Annex E (informative) Conformance with UAX #31 [uaxid]

E.1 General [uaxid.general]

This Annex describes the choices made in application of UAX #31 (“Unicode Identifier and Pattern Syntax”) to C++ in terms of the requirements from UAX #31 and how they do or do not apply to C++.
In terms of UAX #31, C++ conforms by meeting the requirements R1 “Default Identifiers” and R4 “Equivalent Normalized Identifiers”.
The other requirements, also listed below, are either alternatives not taken or do not apply to C++.

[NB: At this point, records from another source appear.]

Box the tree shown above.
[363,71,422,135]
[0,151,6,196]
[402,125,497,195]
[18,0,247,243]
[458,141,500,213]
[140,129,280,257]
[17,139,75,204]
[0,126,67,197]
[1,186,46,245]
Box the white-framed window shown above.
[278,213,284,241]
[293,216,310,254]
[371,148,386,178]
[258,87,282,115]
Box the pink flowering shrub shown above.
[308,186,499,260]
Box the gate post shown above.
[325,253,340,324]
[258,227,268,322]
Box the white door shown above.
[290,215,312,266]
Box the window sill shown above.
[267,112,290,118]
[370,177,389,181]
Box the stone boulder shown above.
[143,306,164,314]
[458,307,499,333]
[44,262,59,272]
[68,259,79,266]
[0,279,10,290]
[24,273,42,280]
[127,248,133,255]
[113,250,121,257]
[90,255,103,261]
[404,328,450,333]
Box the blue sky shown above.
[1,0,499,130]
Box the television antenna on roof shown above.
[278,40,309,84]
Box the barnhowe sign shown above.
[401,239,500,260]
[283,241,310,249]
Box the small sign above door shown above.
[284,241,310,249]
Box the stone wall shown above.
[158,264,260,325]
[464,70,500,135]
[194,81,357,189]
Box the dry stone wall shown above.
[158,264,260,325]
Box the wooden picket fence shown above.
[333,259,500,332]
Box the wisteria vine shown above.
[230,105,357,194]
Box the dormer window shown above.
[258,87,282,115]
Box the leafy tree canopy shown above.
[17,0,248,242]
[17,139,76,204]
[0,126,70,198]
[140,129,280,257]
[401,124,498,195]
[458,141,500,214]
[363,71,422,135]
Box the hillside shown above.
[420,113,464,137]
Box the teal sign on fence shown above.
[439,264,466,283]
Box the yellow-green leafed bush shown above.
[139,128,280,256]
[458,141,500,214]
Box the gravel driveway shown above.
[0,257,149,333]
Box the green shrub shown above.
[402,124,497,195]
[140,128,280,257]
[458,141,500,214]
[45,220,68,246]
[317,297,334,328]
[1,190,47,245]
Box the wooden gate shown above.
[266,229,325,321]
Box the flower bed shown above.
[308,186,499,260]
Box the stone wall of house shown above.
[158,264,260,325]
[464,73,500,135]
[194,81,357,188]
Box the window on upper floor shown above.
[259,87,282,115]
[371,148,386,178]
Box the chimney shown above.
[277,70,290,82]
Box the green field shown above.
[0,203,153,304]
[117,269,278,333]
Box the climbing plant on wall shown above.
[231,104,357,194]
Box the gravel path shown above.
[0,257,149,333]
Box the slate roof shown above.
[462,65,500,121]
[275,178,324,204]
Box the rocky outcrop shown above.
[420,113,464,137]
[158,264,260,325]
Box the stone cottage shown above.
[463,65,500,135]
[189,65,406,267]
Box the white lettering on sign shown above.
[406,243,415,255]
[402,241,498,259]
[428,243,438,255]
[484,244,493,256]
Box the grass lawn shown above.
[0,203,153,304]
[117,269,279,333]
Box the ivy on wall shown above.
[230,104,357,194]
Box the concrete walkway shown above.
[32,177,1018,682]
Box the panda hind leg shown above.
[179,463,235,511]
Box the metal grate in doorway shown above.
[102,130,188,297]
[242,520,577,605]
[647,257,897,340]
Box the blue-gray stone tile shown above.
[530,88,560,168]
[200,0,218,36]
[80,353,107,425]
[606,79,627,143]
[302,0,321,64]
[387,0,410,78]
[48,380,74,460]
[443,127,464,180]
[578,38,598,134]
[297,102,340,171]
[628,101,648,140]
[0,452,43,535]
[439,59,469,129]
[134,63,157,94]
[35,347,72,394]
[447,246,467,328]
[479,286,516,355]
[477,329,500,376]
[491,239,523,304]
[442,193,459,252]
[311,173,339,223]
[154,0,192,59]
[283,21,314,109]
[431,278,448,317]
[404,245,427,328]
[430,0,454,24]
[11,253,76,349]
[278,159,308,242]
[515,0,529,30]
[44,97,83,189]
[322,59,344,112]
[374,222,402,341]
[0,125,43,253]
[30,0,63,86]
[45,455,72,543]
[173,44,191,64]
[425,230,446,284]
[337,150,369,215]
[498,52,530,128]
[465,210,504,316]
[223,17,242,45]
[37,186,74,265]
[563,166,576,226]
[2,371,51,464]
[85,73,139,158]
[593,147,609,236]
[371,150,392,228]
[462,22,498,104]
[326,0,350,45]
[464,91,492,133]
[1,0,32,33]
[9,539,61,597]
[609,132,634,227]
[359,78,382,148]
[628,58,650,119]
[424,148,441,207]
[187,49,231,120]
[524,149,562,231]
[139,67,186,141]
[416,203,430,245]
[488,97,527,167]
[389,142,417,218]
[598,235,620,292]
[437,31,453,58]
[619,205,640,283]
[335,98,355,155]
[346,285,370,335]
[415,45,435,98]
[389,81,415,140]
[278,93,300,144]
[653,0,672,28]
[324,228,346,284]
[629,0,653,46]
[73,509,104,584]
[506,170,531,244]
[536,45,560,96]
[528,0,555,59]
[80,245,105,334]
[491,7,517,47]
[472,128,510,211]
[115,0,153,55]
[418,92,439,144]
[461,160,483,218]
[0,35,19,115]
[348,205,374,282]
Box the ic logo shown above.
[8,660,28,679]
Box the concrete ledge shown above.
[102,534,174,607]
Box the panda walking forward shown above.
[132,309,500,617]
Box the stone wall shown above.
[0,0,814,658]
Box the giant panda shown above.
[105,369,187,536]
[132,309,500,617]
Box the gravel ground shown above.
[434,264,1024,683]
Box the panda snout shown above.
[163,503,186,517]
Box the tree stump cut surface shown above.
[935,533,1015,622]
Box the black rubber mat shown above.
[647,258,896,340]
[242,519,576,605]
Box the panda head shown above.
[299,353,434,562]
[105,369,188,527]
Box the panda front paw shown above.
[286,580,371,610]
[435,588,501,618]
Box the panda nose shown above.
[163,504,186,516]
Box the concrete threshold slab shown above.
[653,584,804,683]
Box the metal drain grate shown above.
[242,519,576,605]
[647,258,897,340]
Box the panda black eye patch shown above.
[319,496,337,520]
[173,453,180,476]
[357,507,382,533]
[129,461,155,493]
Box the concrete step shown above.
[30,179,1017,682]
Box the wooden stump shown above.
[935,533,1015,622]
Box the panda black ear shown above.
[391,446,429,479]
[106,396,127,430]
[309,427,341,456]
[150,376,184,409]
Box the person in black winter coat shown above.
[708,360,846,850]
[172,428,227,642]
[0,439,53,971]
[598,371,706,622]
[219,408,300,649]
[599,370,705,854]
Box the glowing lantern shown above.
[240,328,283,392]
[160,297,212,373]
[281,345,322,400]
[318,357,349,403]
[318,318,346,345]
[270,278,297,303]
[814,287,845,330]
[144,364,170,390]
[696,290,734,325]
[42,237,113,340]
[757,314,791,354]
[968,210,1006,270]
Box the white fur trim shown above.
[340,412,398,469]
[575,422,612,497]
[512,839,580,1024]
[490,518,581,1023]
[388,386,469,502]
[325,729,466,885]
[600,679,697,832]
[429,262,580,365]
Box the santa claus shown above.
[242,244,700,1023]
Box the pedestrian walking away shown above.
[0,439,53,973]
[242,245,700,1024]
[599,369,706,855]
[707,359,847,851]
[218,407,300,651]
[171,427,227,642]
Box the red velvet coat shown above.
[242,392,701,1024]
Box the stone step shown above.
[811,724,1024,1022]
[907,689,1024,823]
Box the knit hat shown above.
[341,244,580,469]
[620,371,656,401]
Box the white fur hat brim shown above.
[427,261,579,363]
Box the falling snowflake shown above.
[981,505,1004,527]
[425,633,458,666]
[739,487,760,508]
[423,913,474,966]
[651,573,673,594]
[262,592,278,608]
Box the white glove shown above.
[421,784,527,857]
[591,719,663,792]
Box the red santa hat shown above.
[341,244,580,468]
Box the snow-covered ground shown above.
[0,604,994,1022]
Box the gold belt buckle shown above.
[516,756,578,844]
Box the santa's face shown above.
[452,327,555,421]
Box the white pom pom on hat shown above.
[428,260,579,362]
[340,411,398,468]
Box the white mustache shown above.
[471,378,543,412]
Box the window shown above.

E.2 R1 Default identifiers [uaxid.def]

E.2.1 General [uaxid.def.general]

UAX #31 specifies a default syntax for identifiers based on properties from the Unicode Character Database, UAX #44.
The general syntax is
<Identifier> := <Start> <Continue>* (<Medial> <Continue>+)*
where <Start> has the XID_Start property, <Continue> has the XID_Continue property, and <Medial> is a list of characters permitted between continue characters.
For C++ we add the character U+005f low line, or _, to the set of permitted <Start> characters, the <Medial> set is empty, and the <Continue> characters are unmodified.
In the grammar used in UAX #31, this is
<Identifier> := <Start> <Continue>*
<Start> := XID_Start + U+005f
<Continue> := <Start> + XID_Continue
This is described in the C++ grammar in [lex.name], where identifier is formed from identifier-start or identifier followed by identifier-continue.

E.2.2 R1a Restricted format characters [uaxid.def.rfmt]

If an implementation of UAX #31 wishes to allow format characters such as U+200d zero width joiner or U+200c zero width non-joiner it must define a profile allowing them, or describe precisely which combinations are permitted.
C++ does not allow format characters in identifiers, so this does not apply.

E.2.3 R1b Stable identifiers [uaxid.def.stable]

An implementation of UAX #31 may choose to guarantee that identifiers are stable across versions of the Unicode Standard.
Once a string qualifies as an identifier it does so in all future versions.
C++ does not make this guarantee, except to the extent that UAX #31 guarantees the stability of the XID_Start and XID_Continue properties.

E.3 R2 Immutable identifiers [uaxid.immutable]

An implementation may choose to guarantee that the set of identifiers will never change by fixing the set of code points allowed in identifiers forever.
C++ does not choose to make this guarantee.
As scripts are added to Unicode, additional characters in those scripts may become available for use in identifiers.

E.4 R3 Pattern_White_Space and Pattern_Syntax characters [uaxid.pattern]

UAX #31 describes how formal languages such as computer languages should describe and implement their use of whitespace and syntactically significant characters during the processes of lexing and parsing.
C++ does not claim conformance with this requirement.

E.5 R4 Equivalent normalized identifiers [uaxid.eqn]

UAX #31 requires that implementations describe how identifiers are compared and considered equivalent.
C++ requires that identifiers be in Normalization Form C and therefore identifiers that compare the same under NFC are equivalent.
This is described in [lex.name].

E.6 R5 Equivalent case-insensitive identifiers [uaxid.eqci]

C++ considers case to be significant in identifier comparison, and does not do any case folding.
This requirement does not apply to C++.

E.7 R6 Filtered normalized identifiers [uaxid.filter]

If any characters are excluded from normalization, UAX #31 requires a precise specification of those exclusions.
C++ does not make any such exclusions.

E.8 R7 Filtered case-insensitive identifiers [uaxid.filterci]

C++ identifiers are case sensitive, and therefore this requirement does not apply.

E.9 R8 Hashtag identifiers [uaxid.hashtag]

There are no hashtags in C++, so this requirement does not apply.